Pressure, numbness, sensitivity to light or sound, tingling and fatigue – these are all signs that a migraine is about to emerge.
According to the Mayo Clinic’s website, migraines are often caused by changes within the nervous system, which can surprise the individual when an attack is induced.
Cameron, a nutrition specialist and employee at Clark’s Nutrition and Natural Foods Market in Riverside, said while he can recommend certain nutritional habits, these habits cannot cure individuals of their migraines.
Dr. Juliann Perdue, associate professor of nursing and director of Clinical Affiliations at California Baptist University, agreed with this notion and said it is common for women to suffer from migraines because of their menstrual cycle or heredity.
“A lot of women will have migraines mid-month when their hormones are changing,” Perdue said. “They can be the healthiest person, but you can’t stop the hormones.”
For dietary purposes, Cameron said to avoid sugars and carbohydrates but not to avoid healthy fats.
“I’ve heard ‘never have saturated fat,’” Cameron said. “(That’s) really not a good idea.
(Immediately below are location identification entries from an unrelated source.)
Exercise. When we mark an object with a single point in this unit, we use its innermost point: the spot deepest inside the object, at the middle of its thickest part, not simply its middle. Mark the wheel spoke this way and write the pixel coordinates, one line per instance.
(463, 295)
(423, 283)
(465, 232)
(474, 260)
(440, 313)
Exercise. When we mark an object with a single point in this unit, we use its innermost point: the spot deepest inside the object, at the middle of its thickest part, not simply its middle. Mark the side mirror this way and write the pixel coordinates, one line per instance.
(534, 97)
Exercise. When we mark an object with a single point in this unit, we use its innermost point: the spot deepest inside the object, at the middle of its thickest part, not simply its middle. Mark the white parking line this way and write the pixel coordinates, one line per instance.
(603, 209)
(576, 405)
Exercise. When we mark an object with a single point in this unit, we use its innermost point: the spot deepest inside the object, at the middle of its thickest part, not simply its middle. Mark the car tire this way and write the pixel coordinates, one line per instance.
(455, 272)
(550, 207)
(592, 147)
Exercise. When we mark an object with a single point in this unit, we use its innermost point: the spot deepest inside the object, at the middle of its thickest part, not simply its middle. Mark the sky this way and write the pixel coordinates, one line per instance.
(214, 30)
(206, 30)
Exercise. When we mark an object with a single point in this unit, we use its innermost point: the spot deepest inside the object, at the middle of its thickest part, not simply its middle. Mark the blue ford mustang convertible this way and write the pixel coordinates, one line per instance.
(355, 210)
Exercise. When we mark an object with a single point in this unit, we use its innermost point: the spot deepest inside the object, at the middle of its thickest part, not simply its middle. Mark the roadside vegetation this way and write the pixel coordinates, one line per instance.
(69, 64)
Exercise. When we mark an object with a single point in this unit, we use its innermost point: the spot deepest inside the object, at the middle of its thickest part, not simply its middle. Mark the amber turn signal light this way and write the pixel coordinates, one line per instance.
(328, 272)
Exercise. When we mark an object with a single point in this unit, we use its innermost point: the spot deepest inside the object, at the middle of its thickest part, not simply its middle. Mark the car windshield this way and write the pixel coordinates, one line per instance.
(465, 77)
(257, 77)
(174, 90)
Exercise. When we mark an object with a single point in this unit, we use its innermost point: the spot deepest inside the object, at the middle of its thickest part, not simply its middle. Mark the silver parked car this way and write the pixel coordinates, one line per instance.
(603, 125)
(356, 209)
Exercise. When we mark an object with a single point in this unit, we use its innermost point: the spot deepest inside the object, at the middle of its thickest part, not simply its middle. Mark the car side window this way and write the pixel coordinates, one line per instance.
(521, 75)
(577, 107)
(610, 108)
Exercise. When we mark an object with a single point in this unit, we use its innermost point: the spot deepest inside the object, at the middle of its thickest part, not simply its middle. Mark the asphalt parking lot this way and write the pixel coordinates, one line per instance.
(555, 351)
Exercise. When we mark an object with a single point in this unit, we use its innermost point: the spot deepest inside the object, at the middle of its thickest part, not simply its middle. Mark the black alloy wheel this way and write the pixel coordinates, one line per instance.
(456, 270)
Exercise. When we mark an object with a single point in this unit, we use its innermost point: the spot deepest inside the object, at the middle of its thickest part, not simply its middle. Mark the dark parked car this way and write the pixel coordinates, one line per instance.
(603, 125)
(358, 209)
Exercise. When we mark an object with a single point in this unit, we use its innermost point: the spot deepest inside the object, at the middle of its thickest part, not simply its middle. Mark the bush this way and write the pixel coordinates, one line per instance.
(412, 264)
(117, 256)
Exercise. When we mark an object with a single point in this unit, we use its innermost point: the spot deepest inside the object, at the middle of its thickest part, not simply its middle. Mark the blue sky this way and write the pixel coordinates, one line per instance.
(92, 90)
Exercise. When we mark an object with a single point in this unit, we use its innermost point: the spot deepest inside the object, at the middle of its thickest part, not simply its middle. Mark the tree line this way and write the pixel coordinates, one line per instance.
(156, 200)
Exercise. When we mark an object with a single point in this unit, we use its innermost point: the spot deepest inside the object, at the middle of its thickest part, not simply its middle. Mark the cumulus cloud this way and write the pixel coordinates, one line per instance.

That’s a common misconception.”
Cameron said foods with healthy fats, such as trout, salmon, avocado and olives are helpful since the brain’s primary nutrient is fat.
Perdue said to have plenty of water because migraines can be caused by dehydration. However, if the cause is not dehydration, caffeine can also be beneficial.
“Caffeine helps to constrict,” Perdue said. “So when you don’t think caffeine is a good thing, it can actually help to constrict vessels and decrease pressure.”
She recommended both acupuncture, penetration of the skin with needles for stimulation, and yoga for proper body alignment, as poor posture can cause headaches.